Vegas con le sue parole, pronunciate nel dicembre del 2017, aprì un nuovo capitolo della vicenda. "Ho avuto modo di parlare della questione con l'allora ministro Boschi", disse, aggiungendo che espresse "un quadro di preoccupazione perché a suo avviso c’era la possibilità che Etruria venisse incorporata dalla Popolare di Vicenza e questo era di nocumento per la principale industria di Arezzo che è l’oro". Vegas a quell'appello della ex ministra, il cui padre era stato vice presidente di Banca Etruria, avrebbe risposto "che Consob non era competente", chiudendo così un capitolo, ma al contempo aprendo una questione ad oggi irrisolta. 

"Stando a questa chiave di lettura - sostiene Calvanese - , e tendendo ben presenti le dichiarazioni rilasciate da Barbagallo (secondo il quale non ci sarebbe stato un vero interesse di Banca Etruria per la fusione, quanto piuttosto la volontà di rimanere autonoma) le consulenze "ripetitive", ovvero quelle di Franzo Grande Stevens, che ricevette circa 600 mila euro, e quella dello studio romano De Gravio e Zoppini (per 800 mila ndr), appaiono come un tentativo di prendere tempo, in attesa di risolvere un problema politico". Il  28 maggio del 2014 la banca Popolare di Vicenza lanciò l'Opa per l'istituto di credito aretino. Il 30 maggio ci fu una revoca del contratto della prima società e il 3 giugno fu affidata la consulenza alla seconda società. Nomi blasonati per svolgere la medesima consulenza (tanto che la procura ha parlato di "consulenze ripetitive") con un dispendio di oltre un milione e mezzo di euro. 

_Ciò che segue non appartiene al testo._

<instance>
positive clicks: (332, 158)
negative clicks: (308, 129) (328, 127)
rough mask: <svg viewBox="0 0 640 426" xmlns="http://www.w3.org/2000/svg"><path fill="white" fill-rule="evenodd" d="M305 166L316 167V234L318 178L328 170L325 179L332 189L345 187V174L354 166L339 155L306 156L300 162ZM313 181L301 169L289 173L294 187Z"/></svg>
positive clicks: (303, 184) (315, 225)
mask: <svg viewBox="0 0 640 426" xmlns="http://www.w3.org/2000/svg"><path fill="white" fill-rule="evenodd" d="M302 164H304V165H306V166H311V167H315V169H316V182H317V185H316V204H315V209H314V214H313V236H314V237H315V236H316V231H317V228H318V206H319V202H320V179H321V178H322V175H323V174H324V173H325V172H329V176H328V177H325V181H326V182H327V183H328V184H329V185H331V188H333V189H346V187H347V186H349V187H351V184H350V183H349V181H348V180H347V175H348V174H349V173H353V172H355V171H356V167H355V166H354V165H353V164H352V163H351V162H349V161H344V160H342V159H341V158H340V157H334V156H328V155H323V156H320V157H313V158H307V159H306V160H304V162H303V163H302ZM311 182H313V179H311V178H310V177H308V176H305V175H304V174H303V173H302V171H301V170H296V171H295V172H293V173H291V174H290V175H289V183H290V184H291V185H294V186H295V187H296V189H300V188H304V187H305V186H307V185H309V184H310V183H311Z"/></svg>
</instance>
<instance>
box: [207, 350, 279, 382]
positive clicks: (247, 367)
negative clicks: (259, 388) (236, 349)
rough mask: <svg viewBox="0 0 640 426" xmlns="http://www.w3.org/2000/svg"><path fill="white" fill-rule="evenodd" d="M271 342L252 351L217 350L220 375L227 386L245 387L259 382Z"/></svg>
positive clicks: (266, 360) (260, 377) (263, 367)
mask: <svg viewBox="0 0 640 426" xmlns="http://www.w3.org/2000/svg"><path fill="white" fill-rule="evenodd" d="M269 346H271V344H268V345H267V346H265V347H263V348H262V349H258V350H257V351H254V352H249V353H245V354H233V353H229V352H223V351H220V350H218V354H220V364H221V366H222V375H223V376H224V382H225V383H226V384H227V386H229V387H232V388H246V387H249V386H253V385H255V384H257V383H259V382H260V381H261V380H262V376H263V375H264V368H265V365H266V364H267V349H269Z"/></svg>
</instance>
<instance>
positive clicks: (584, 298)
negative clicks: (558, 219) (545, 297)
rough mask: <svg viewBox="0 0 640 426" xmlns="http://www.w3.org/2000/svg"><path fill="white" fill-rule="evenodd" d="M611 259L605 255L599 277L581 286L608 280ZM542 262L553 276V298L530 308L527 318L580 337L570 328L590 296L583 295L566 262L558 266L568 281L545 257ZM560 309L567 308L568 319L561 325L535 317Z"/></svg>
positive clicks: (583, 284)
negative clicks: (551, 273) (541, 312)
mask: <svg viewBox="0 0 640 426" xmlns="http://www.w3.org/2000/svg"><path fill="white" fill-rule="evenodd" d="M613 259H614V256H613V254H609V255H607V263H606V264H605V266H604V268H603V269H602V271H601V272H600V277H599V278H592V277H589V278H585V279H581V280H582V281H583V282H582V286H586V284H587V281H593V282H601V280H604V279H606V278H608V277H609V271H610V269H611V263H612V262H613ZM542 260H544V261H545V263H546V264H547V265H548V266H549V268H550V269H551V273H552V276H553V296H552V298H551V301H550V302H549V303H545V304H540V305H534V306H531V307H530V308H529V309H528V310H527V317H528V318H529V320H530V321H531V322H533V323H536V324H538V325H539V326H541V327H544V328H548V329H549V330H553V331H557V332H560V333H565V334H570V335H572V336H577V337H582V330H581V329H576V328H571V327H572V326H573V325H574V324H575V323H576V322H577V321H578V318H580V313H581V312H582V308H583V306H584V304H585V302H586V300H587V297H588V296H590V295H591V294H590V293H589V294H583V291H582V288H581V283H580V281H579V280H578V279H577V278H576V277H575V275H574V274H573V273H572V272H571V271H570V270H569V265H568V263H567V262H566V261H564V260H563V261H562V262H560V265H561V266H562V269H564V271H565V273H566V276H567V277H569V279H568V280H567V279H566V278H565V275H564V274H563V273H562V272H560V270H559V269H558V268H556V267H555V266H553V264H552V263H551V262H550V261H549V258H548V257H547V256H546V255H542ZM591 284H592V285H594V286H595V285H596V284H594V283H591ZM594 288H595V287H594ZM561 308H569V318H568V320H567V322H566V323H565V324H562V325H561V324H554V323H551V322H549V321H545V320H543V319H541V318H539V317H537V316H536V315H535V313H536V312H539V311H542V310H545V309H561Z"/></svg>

Adesso il procedimento è arrivato alle battute finali. Stamani la pm ha chiesto le seguenti condanne: 8 mesi per Daniele Cabiati, Carlo Catanossi, Emanuele Cuccaro (ex vice presidente) sui quali pendeva un capo di imputazione; 9 mesi per Alessandro Benocci, Claudia Bonollo, Anna Nocentini Lapini, Giovanni Grazzini, Alessandro Liberatori e Ilaria Tosti (per loro due capi di imputazione); 10 mesi per Claudio Salini (per tre capi di imputazione) e 12 mesi oltre che per Boschi e Nataloni anche per Claudia Bugno e Luigi Nannipieri.

La prossima settimana la parola passerà ai difensori. Poi la sentenza.